We find further support in our Supreme Court's decision in Yamat, which was decided 11 years after Wood. In Yamat, the Court considered the definition of “operate” in the context of the felonious-driving statute, MCL 257.626c. The defendant was a passenger in a car and grabbed the steering wheel while fighting with his girlfriend, who was driving. When the defendant grabbed the wheel, the car veered off the road and struck a jogger. Yamat, 475 Mich. at 51, 714 N.W.2d 335. The defendant argued that he did not “operate” the vehicle because he did not have complete control over it. He argued that at most he interfered with his girlfriend's control of the vehicle. Our Supreme Court disagreed, relying on dictionary definitions of particular words in the statutory definition of “operate” set forth in MCL 257.35a. The Court observed that “control” means “power or authority to guide or manage,” that “actual” means “existing in act, fact, or reality; real,” and that “physical” means “of or pertaining to that which is material.” Id. at 53–54 & n. 15, 714 N.W.2d 335 (citation and quotation marks omitted). Although Yamat involved the felonious-driving statute, rather than the OWI statute, both statutes are part of the Michigan Vehicle Code and both statutes use the term “operate.” We believe the Yamat Court's discussion of the meaning of that term should apply equally to the OWI statute.
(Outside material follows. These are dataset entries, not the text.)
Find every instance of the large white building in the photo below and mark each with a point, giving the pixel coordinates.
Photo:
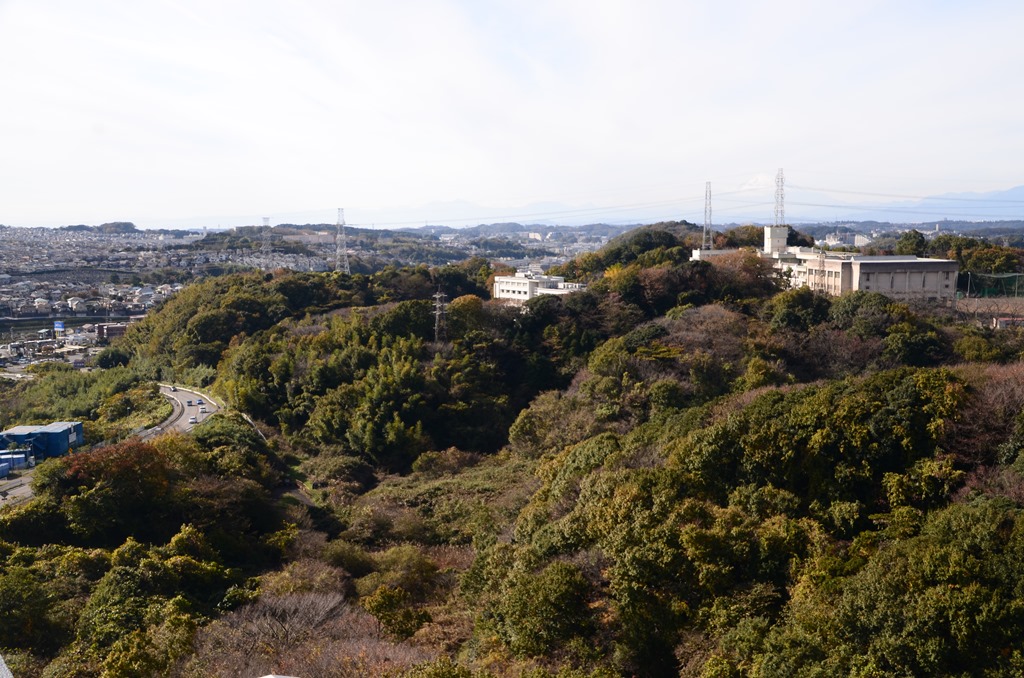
(528, 284)
(837, 272)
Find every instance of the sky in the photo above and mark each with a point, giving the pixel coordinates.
(187, 113)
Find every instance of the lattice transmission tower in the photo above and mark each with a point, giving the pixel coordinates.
(440, 316)
(341, 247)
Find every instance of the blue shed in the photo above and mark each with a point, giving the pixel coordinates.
(49, 440)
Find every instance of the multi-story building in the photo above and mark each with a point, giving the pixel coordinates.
(528, 284)
(900, 277)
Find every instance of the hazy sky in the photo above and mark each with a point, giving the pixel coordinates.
(159, 112)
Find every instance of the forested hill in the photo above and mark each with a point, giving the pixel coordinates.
(681, 470)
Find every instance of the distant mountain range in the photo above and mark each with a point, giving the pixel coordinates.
(802, 206)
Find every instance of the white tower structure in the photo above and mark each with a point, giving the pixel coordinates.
(341, 247)
(265, 248)
(707, 243)
(775, 236)
(779, 199)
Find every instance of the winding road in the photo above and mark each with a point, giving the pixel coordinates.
(186, 405)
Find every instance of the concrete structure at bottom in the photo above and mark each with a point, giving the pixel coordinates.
(528, 284)
(43, 441)
(901, 278)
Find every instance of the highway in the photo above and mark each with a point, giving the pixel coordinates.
(180, 419)
(16, 490)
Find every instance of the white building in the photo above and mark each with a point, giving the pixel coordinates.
(527, 284)
(837, 272)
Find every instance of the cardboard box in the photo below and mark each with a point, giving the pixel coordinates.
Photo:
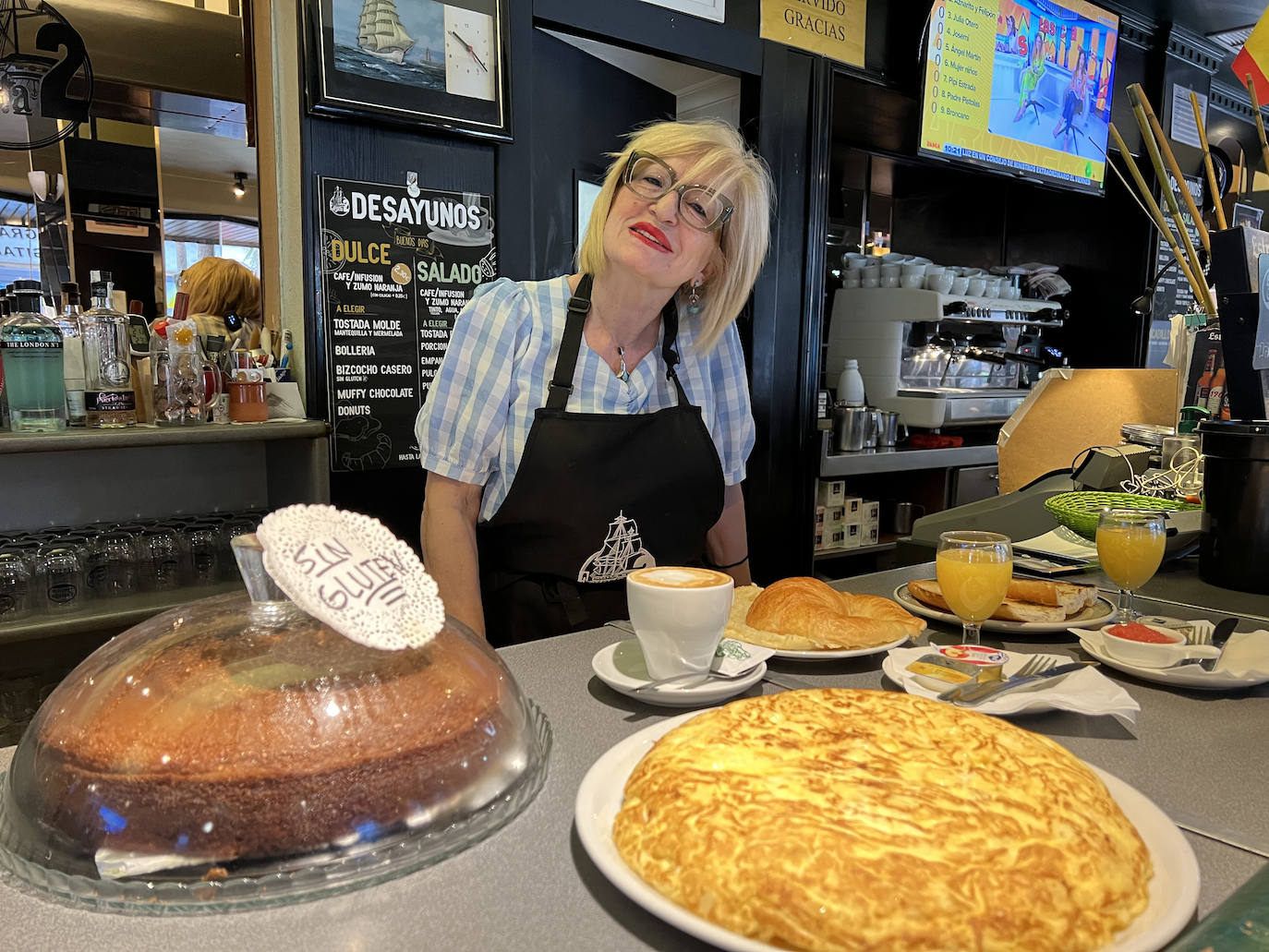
(830, 493)
(830, 538)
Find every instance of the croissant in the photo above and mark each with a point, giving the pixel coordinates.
(811, 609)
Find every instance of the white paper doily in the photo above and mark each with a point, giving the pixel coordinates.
(352, 572)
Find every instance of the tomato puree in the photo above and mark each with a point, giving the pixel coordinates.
(1136, 631)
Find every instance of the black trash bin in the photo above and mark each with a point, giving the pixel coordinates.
(1234, 549)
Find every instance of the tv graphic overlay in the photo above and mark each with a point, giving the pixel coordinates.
(1025, 93)
(397, 265)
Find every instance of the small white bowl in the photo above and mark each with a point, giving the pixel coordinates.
(1147, 654)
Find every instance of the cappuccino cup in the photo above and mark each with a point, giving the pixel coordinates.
(678, 615)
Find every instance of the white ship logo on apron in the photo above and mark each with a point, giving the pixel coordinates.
(623, 552)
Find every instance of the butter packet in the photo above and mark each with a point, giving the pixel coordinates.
(733, 657)
(939, 671)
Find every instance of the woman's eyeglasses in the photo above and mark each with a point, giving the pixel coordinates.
(699, 206)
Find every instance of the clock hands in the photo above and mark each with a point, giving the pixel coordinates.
(470, 50)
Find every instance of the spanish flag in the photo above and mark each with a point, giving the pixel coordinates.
(1252, 60)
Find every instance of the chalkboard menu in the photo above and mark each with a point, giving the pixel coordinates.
(1173, 292)
(397, 264)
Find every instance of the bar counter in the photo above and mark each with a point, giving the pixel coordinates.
(1200, 755)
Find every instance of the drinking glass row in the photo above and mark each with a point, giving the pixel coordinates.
(57, 570)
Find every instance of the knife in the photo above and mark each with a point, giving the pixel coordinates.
(1224, 630)
(980, 693)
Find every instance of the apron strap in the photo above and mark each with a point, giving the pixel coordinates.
(671, 325)
(561, 382)
(579, 306)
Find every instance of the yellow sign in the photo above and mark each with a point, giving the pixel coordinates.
(833, 28)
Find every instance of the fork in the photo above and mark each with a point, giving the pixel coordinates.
(1038, 664)
(1035, 666)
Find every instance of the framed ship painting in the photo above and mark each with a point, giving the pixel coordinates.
(417, 63)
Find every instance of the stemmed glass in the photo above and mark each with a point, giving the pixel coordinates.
(1130, 548)
(974, 570)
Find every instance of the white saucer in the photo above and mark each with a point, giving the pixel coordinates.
(1190, 676)
(621, 667)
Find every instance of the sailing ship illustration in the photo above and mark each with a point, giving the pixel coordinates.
(622, 552)
(381, 33)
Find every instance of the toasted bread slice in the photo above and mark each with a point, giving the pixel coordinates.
(928, 592)
(1044, 592)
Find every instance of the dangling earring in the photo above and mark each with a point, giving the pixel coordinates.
(695, 298)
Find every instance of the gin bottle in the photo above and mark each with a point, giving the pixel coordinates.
(30, 346)
(73, 355)
(108, 397)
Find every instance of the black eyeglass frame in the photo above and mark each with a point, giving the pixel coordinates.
(717, 225)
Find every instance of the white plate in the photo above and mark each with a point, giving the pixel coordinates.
(1099, 612)
(1173, 890)
(828, 654)
(1187, 677)
(621, 667)
(1088, 691)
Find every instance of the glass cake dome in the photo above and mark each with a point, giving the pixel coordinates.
(238, 752)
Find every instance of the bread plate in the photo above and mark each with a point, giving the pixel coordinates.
(1173, 890)
(1098, 613)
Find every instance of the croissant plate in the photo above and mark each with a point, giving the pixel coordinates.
(807, 615)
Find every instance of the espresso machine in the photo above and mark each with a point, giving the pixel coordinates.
(942, 359)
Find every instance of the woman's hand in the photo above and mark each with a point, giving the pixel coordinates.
(727, 542)
(448, 535)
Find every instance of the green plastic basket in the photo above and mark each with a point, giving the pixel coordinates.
(1080, 511)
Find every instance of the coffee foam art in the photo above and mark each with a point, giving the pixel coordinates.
(349, 572)
(685, 576)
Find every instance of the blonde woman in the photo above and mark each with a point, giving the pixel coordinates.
(219, 287)
(587, 424)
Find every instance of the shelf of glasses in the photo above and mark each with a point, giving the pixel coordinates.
(152, 436)
(105, 613)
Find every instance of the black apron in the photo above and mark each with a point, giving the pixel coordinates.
(596, 495)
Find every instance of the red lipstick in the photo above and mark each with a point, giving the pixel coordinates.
(650, 231)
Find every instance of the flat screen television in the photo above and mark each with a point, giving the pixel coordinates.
(1024, 91)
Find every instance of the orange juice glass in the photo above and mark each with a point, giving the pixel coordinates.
(973, 570)
(1130, 548)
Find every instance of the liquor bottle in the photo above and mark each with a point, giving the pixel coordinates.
(108, 397)
(30, 345)
(1204, 381)
(73, 355)
(1215, 393)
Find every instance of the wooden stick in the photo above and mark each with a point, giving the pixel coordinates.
(1176, 169)
(1207, 162)
(1155, 212)
(1261, 127)
(1170, 199)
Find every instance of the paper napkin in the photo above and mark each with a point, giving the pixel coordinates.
(1086, 691)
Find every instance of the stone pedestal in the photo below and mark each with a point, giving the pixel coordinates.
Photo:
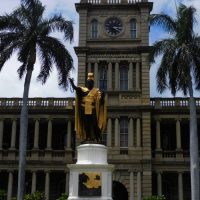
(91, 176)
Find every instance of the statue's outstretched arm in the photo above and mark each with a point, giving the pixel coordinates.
(72, 83)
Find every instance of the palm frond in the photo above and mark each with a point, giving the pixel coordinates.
(60, 57)
(10, 23)
(185, 23)
(160, 47)
(46, 62)
(164, 21)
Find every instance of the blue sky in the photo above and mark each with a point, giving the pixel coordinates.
(11, 86)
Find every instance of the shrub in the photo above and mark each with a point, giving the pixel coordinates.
(63, 197)
(35, 196)
(3, 195)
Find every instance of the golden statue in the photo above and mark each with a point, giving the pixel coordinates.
(90, 111)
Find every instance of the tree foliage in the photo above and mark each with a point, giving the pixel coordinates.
(35, 196)
(180, 53)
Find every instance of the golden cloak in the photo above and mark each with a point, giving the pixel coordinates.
(100, 108)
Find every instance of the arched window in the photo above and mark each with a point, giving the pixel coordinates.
(103, 78)
(123, 78)
(124, 132)
(133, 28)
(94, 29)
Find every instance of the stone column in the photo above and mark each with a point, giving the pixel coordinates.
(49, 134)
(180, 186)
(1, 133)
(96, 74)
(130, 133)
(138, 128)
(67, 182)
(34, 181)
(158, 146)
(137, 76)
(117, 76)
(47, 184)
(178, 134)
(109, 76)
(10, 184)
(131, 185)
(109, 132)
(89, 67)
(116, 132)
(36, 134)
(139, 190)
(130, 76)
(69, 133)
(159, 183)
(13, 134)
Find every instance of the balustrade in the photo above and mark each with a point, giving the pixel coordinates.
(37, 102)
(172, 102)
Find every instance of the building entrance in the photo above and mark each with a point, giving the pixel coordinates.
(119, 191)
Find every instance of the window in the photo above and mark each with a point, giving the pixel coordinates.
(123, 78)
(124, 132)
(133, 28)
(103, 79)
(94, 29)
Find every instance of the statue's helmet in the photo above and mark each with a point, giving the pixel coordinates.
(90, 76)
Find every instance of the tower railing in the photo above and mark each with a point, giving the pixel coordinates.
(112, 1)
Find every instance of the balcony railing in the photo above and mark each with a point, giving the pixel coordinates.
(112, 1)
(37, 102)
(67, 103)
(172, 102)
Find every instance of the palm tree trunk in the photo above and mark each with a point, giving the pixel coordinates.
(194, 150)
(23, 137)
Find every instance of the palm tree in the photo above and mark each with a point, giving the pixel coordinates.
(27, 32)
(179, 70)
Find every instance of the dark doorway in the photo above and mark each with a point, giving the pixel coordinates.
(119, 191)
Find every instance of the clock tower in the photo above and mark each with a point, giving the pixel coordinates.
(114, 45)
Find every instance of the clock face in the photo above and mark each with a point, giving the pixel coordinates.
(113, 26)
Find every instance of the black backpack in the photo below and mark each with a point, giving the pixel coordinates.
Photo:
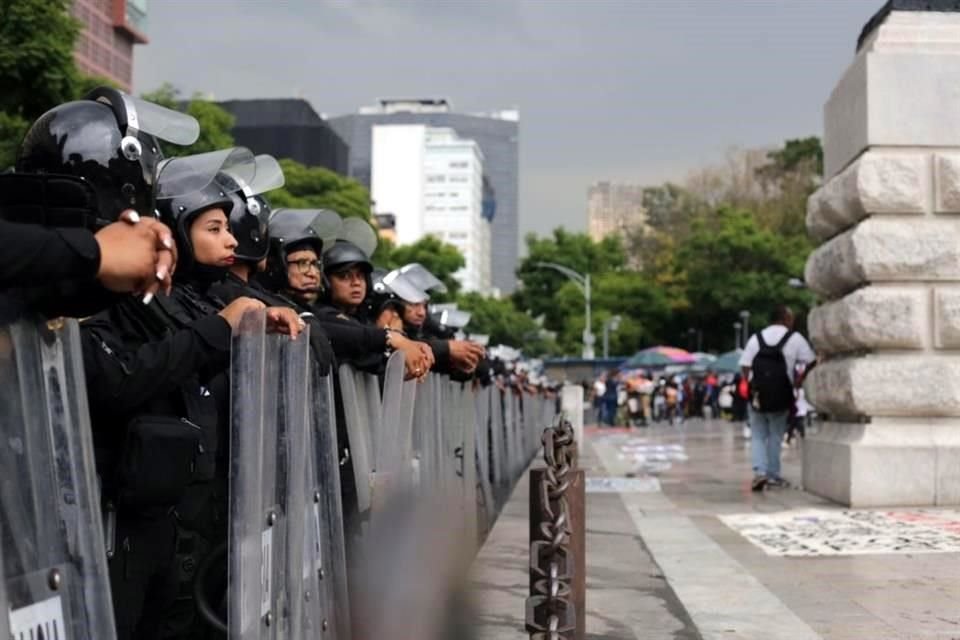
(771, 388)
Defendant applied the brakes of her running vehicle, shifted the vehicle into reverse, and then shifted back into park. Applying the statutory definition of “operate,” as construed in accordance with the dictionary definitions set forth in Yamat, 475 Mich. at 53–54, 714 N.W.2d 335, the evidence indicates that defendant was in “actual physical control” of the vehicle. Thus, she “operated” the vehicle. The fact that it remained stationary is immaterial.

Accordingly, we reverse the circuit court's order and remand this case to the district court for reinstatement of the charge.

Reversed and remanded to the district court. We do not retain jurisdiction.

PER CURIAM.

JANSEN, P.J., and WILDER and K.F. KELLY, JJ., concurred.